Schluss mit der Gewerkschaftsfeindlichkeit bei Teleperformance Polen

Arbeitnehmer, Gewerkschafter und Parlamentsabgeordnete protestierten am 19. Juli vor den Teleperformance-Büros in Warschau gegen die Zerschlagung von Gewerkschaften in der polnischen Niederlassung des weltweit größten Contact-Center-Unternehmens.

Demonstranten der polnischen Gewerkschaft Stronger Together in Teleperformance, die über den NSZZ-Verband "Solidarność" der Gewerkschaft UNI Global angeschlossen ist, sowie zwei Abgeordnete - Agnieszka Dziemianowicz-Bąk und Maciej Konieczny - versammelten sich aus Solidarität mit der stellvertretenden Vorsitzenden der Gewerkschaft, Agnieszka Paterak, die von dem Unternehmen angegriffen wurde.

Obwohl sie in ihrer Position durch das polnische Arbeitsrecht geschützt ist, hat dies Teleperformance Polen nicht davon abgehalten, alles in seiner Macht Stehende zu tun, um die Gewerkschaftsführerin zu untergraben, obwohl die Belästigung und Diskriminierung von Gewerkschaftsführern ebenfalls illegal ist.

Agnieszka ist eine von 55 Personen auf ihrem Konto, wo sie, wie alle anderen Mitarbeiter des multinationalen Unternehmens, für Fernarbeit angestellt war. Letzten Monat wurde sie jedoch herausgegriffen und ihr wurde mitgeteilt, dass sie nicht mehr von zu Hause aus arbeiten könne und dass ihr neuer Arbeitsplatz nun die Büros des Callcenters in Warschau seien.

Agnieszka lebt 300 km von der Hauptstadt entfernt bei ihren Eltern. Sie verdient 2.700 PLN (570 US$) netto im Monat, während die durchschnittliche Miete in Warschau rund 2.000 PLN (421 US$) im Monat kostet. Jetzt, wo sie in die Hauptstadt gezogen ist, kämpft sie verzweifelt darum, über die Runden zu kommen.

"In meiner Hand halte ich eine Beschwerde an die Nationale Arbeitsaufsichtsbehörde, in der ich die Ereignisse beschreibe, die mir und anderen in letzter Zeit widerfahren sind", sagte Agnieszka vor der Presse in den Warschauer Büros von Teleperformance. "Die Beschwerde wird heute eingereicht, aber ich hoffe, dass die Situation, in die man mich gebracht hat, dank Ihnen sofort beendet wird, und vor allem, dass wir mit Teleperformance eine Einigung über die Forderungen der Arbeitnehmer erzielen und endlich mehr verdienen."

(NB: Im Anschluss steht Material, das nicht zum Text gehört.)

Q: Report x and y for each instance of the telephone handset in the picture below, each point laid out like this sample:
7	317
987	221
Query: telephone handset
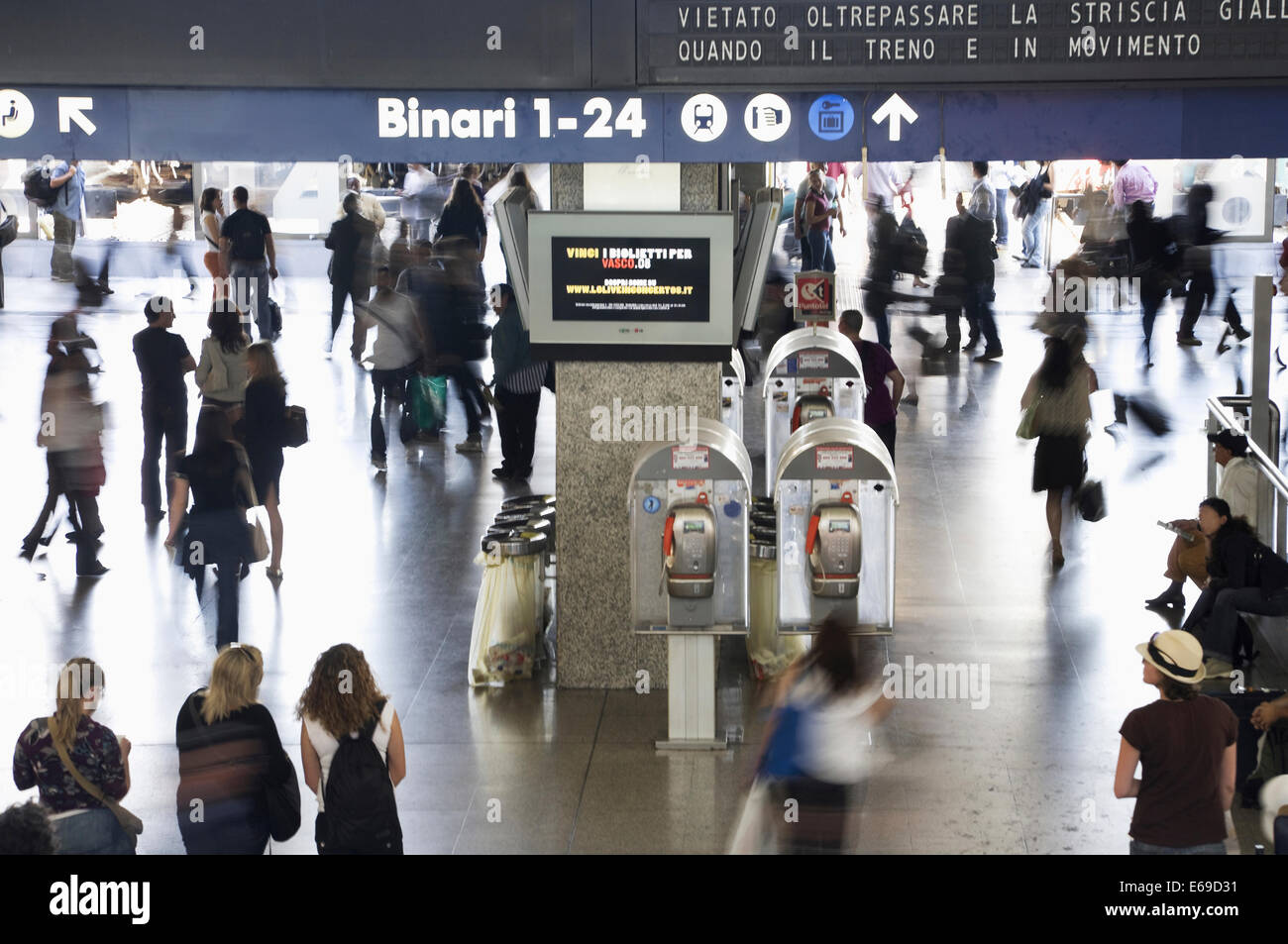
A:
690	550
811	406
833	544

Der Wechsel des Arbeitsortes erfolgte, nachdem der Leiter der Rechtsabteilung im Juni um ein Treffen mit Agnieszka gebeten hatte, bei dem ihr das Recht verweigert wurde, sich von einem anderen Gewerkschaftsaktivisten vertreten zu lassen. Agnieszka berichtet außerdem, dass Beschäftigte ihres Unternehmens und insbesondere ihre unmittelbare Umgebung in den letzten Wochen von ihren unmittelbaren Vorgesetzten schikaniert, eingeschüchtert und davon abgehalten wurden, weiter bei Teleperformance zu arbeiten.

Das in Frankreich ansässige multinationale Unternehmen Teleperformance beschäftigt in Polen rund 1.800 Mitarbeiter und zählt unter anderem Amazon und Microsoft zu seinen Kunden. Die Gewerkschaft versucht seit September letzten Jahres, eine Lohnerhöhung auszuhandeln, aber die Gespräche sind ins Stocken geraten, und das Unternehmen hat sich sogar geweigert, mit dem von der Regierung ernannten Vermittler zusammenzuarbeiten. Die Gewerkschaft bemüht sich auch um die Durchführung von Gesundheits- und Sicherheitswahlen ohne Einmischung des Unternehmens, was ein gesetzliches Recht ist.

UNI Global Die Generalsekretärin der Gewerkschaft, Christy Hoffman, sagte:

"Das Vorgehen von Teleperformance macht deutlich, dass Agnieszka wegen ihrer Gewerkschaftsarbeit herausgegriffen wurde und das Unternehmen alles daran setzt, sie aus ihrem Job zu drängen. Wir fordern Teleperformance Polen auf, die Gewerkschaftsrechte zu respektieren, die Angriffe auf Agnieszka und ihre Kollegen einzustellen und sich mit dem von der Regierung ernannten Vermittler zu treffen, um mit der Gewerkschaft zusammenzuarbeiten und die Probleme der Beschäftigten zu lösen."